2. **Decoding Error**: Due to the lack of correlation between adjacent windows, sudden decoding errors are likely to occur, affecting the user experience.
### Solution
To solve the above problems, the paper proposes a streaming decoding architecture (StreamAAD). In StreamAAD, decision windows are input into the network as a sequence and decoded in sequence, so that the relationships between different decision windows can be modeled. In addition, the paper also adopts a model - integration strategy, which significantly improves the performance and ranks first in the challenge.
### Technical Details
- **Streaming Decoding Architecture**: Similar to a recurrent neural network (RNN), StreamAAD retains information after processing each decision window and uses it to decode subsequent windows.
- **LSTM - like Decoder**: A long - short - term memory network (LSTM) is used to model long - short - term dependencies, but the information transfer occurs at the decision - window level rather than the sampling - point level.
- **Convolutional Block**: Used to extract features of the input decision window, including a 1D convolutional layer, a ReLU activation function, a global average pooling layer along the time dimension, and a layer - normalization layer.
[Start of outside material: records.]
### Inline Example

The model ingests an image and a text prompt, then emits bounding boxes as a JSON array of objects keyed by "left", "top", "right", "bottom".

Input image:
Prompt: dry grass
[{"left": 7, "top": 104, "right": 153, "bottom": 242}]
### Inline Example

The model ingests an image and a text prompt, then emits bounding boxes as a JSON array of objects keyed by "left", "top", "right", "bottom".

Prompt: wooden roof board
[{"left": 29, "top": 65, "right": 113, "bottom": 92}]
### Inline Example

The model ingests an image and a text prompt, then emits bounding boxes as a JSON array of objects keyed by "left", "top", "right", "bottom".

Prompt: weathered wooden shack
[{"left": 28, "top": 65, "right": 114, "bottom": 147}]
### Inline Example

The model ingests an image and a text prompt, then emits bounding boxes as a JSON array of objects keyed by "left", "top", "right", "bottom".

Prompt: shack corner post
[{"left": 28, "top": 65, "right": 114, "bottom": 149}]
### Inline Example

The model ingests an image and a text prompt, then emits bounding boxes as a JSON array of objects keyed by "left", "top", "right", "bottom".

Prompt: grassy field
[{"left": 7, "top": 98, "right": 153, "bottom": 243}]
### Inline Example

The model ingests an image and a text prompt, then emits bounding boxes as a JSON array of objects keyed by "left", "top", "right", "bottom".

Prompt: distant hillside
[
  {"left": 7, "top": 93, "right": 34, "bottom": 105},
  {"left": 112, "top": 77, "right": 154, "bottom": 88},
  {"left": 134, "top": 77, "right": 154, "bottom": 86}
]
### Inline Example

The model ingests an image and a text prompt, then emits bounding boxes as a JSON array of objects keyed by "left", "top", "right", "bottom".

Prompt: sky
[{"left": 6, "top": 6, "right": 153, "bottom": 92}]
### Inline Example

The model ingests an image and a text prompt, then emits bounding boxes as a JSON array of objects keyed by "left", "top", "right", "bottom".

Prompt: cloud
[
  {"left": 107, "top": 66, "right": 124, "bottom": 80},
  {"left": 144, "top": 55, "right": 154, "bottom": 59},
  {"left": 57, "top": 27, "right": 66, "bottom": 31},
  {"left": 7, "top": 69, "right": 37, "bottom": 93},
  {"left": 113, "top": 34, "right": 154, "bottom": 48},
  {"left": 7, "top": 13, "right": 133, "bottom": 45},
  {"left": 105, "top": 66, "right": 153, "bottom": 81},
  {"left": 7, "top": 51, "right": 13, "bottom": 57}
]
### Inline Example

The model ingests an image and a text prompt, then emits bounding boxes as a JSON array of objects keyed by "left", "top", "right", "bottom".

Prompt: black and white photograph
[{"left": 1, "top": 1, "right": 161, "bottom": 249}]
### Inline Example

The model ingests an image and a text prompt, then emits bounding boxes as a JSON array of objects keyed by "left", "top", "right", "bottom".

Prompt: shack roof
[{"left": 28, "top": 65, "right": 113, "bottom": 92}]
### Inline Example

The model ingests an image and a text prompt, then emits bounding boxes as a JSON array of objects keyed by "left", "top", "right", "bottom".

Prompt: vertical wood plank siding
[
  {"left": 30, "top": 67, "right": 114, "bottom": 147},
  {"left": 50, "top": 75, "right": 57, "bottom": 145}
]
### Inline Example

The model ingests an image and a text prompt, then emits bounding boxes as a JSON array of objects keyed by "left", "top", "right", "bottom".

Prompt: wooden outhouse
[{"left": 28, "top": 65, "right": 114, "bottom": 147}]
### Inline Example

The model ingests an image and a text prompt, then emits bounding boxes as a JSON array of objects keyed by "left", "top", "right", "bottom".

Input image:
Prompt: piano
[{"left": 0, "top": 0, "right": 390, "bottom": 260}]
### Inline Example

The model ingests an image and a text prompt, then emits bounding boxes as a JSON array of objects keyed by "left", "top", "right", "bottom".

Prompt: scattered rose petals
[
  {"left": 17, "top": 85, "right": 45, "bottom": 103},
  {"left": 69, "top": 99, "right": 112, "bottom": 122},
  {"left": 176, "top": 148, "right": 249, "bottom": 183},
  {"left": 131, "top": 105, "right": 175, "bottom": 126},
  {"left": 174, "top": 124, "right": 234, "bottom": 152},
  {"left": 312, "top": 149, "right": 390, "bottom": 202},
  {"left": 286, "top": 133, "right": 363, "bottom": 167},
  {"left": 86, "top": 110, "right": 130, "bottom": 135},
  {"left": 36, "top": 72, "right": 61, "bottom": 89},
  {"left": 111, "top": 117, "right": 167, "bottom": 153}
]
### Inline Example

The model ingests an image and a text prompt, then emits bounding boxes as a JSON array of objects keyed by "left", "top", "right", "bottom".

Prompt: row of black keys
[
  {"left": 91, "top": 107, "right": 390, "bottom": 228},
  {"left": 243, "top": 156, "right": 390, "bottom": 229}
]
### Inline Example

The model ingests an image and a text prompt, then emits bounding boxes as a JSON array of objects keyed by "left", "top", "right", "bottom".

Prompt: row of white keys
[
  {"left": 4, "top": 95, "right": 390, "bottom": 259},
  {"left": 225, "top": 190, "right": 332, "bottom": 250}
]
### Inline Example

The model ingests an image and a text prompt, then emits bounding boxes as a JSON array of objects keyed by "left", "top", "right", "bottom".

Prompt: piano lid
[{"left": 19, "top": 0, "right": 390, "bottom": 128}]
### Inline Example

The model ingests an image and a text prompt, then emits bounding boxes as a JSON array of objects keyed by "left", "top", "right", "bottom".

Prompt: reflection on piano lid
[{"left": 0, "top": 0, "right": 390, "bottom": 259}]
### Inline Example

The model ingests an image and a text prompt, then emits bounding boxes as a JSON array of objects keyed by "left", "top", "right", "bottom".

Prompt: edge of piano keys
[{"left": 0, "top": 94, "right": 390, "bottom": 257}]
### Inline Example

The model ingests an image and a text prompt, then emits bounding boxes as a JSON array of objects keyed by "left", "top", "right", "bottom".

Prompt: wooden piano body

- **Linear Block**: Used to handle short - term memory content, including a fully - connected layer and a ReLU activation function.
### Experimental Results
The experimental results show that StreamAAD outperforms existing methods in multiple metrics:
- **Decoding Accuracy**: The average decoding accuracy on 8 subjects is 95.26%, which is 18.30% higher than the baseline method DBPNet.
- **Parameters and Computational Cost**: The number of parameters, the number of multiply - accumulate operations (MACs), and the memory usage of StreamAAD are all much lower than those of DBPNet.
### Conclusion
The StreamAAD proposed in the paper significantly improves the performance of spatial auditory attention decoding by modeling the relationships between different decision windows and performs well in terms of resource consumption. By adopting an integration strategy, the decoding accuracy on the official test set is further improved, and finally ranks first in Track 1 of the ISCSLP 2024 China AAD Challenge.